Em 1936, junto com outros 17 companheiros de partido, Apolônio de Carvalho seguiu para combater na Guerra Civil Espanhola – engrossando as fileiras das Brigadas Internacionalistas -, defendendo a bandeira republicana das ameaças do general Franco. Sob o seu comando, numa tropa de artilharia, chegou a ter entre 300 e 400 homens, merecendo a confiança e o respeito de todos por sua coragem e espírito democrático. Infelizmente, as forças reacionárias levaram a melhor, com apoio de Hitler e Mussolini. Derrotado, mas não vencido, ele desembarca na França ocupada, participando ativamente da Resistência aos nazistas. Na liderança de um grupo de combatentes, foi o responsável pela libertação das cidades de Carmaux, Albi e Toulouse. Terminada a Segunda Guerra Mundial, recebeu do governo daquele país a mais alta condecoração: a Legião de Honra. Foi lá, em 1942, que conheceu o grande amor de sua vida, Renée France, militante comunista, com quem teve dois filhos – René e Raul.
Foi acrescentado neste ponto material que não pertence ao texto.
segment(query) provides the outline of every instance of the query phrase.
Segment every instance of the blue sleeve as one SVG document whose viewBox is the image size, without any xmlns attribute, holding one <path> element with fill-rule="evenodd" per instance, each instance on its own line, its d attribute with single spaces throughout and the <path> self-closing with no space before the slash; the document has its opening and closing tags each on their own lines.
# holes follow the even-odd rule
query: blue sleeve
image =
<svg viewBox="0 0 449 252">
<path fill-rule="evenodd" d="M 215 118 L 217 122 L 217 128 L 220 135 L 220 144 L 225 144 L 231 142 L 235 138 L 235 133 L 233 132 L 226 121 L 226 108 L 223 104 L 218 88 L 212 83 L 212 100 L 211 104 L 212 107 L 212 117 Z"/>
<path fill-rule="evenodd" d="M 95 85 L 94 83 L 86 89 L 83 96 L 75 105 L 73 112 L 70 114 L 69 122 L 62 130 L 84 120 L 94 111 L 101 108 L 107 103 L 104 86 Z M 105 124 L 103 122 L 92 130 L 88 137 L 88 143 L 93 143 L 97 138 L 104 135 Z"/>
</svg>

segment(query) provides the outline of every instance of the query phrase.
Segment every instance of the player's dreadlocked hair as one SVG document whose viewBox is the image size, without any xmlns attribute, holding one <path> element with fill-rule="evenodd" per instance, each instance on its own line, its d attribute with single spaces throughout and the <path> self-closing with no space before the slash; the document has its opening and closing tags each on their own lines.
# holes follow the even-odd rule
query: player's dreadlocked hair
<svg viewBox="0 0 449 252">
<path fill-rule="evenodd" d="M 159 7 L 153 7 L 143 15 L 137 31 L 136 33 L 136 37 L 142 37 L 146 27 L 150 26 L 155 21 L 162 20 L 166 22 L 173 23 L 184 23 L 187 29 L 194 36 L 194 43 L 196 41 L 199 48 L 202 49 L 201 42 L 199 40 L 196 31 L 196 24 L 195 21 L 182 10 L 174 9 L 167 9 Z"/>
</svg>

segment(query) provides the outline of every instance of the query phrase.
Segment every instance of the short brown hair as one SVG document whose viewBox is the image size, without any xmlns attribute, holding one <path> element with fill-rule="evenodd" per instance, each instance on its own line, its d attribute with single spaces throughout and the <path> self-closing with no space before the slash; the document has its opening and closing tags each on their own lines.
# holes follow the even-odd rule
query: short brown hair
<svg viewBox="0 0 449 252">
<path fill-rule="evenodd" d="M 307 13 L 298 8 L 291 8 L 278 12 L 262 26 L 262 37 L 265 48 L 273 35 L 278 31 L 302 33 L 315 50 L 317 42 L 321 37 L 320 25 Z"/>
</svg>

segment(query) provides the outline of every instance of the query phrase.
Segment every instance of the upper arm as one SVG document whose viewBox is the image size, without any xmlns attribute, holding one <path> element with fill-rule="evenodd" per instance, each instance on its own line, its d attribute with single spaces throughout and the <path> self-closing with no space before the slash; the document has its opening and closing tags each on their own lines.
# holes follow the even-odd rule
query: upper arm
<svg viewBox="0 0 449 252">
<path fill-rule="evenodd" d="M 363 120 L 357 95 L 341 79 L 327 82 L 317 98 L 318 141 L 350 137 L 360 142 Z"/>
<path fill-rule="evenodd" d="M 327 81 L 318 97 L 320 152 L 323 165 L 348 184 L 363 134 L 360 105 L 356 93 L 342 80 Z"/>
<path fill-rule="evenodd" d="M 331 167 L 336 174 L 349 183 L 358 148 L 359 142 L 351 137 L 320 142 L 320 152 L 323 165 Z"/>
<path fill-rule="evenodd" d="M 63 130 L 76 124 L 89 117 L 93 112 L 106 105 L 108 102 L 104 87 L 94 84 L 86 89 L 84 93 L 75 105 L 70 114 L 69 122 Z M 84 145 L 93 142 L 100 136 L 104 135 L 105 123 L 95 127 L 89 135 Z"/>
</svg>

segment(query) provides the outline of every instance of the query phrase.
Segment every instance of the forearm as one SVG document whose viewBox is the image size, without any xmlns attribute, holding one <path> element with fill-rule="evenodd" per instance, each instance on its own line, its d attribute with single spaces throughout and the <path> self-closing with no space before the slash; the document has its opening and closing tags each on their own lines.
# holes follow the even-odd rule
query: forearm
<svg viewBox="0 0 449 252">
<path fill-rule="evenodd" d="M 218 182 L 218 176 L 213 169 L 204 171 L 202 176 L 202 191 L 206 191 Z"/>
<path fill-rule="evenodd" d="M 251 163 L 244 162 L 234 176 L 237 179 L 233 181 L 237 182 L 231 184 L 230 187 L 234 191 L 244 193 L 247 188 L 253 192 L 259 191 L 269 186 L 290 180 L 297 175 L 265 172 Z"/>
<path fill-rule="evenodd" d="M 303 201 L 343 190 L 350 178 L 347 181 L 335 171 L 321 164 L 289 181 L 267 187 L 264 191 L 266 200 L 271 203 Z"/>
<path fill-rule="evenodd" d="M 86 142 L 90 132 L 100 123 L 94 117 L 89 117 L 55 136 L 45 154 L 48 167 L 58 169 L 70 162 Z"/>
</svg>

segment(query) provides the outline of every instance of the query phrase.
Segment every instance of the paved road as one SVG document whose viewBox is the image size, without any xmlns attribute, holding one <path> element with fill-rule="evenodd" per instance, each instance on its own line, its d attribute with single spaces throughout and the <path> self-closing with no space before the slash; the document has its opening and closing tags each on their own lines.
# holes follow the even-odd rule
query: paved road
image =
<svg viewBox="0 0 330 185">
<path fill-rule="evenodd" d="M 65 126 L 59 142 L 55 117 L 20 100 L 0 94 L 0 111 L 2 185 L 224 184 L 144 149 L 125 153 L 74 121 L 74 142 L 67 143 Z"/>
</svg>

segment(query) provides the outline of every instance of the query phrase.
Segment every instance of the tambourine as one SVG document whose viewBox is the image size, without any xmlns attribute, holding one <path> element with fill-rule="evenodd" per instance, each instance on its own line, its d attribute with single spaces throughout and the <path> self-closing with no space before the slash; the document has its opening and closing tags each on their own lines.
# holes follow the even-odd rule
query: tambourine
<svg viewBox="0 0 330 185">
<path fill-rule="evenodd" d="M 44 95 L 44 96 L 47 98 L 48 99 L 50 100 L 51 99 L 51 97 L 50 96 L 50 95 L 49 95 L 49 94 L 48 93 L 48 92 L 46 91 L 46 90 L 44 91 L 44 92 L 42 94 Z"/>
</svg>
De volta ao Brasil, Apolônio se depara com uma situação inusitada na história autoritária do país, a legalização do Partido Comunista. Sem mencionar ainda, fato que o deixou muito contente, a eleição de uma significativa bancada no Congresso Nacional, incluindo o senador mais votado (Luís Carlos Prestes) e deputados federais do porte de Gregório Bezerra, Carlos Maringhella, João Amazonas e Jorge Amado, que mais tarde se tornaria o maior nome de nossas letras. Como alegria de pobre dura pouco, segundo o ditado popular, o registro do PCB é cassado e seus dirigentes acabam perdendo o mandato. Na ditadura militar, vamos encontrá-lo pegando em arma novamente, desta vez como dirigente do PCBR, sendo preso e torturado. Em troca do embaixador alemão, é exilado na Argélia, retornando com a lei da Anistia, em 1979.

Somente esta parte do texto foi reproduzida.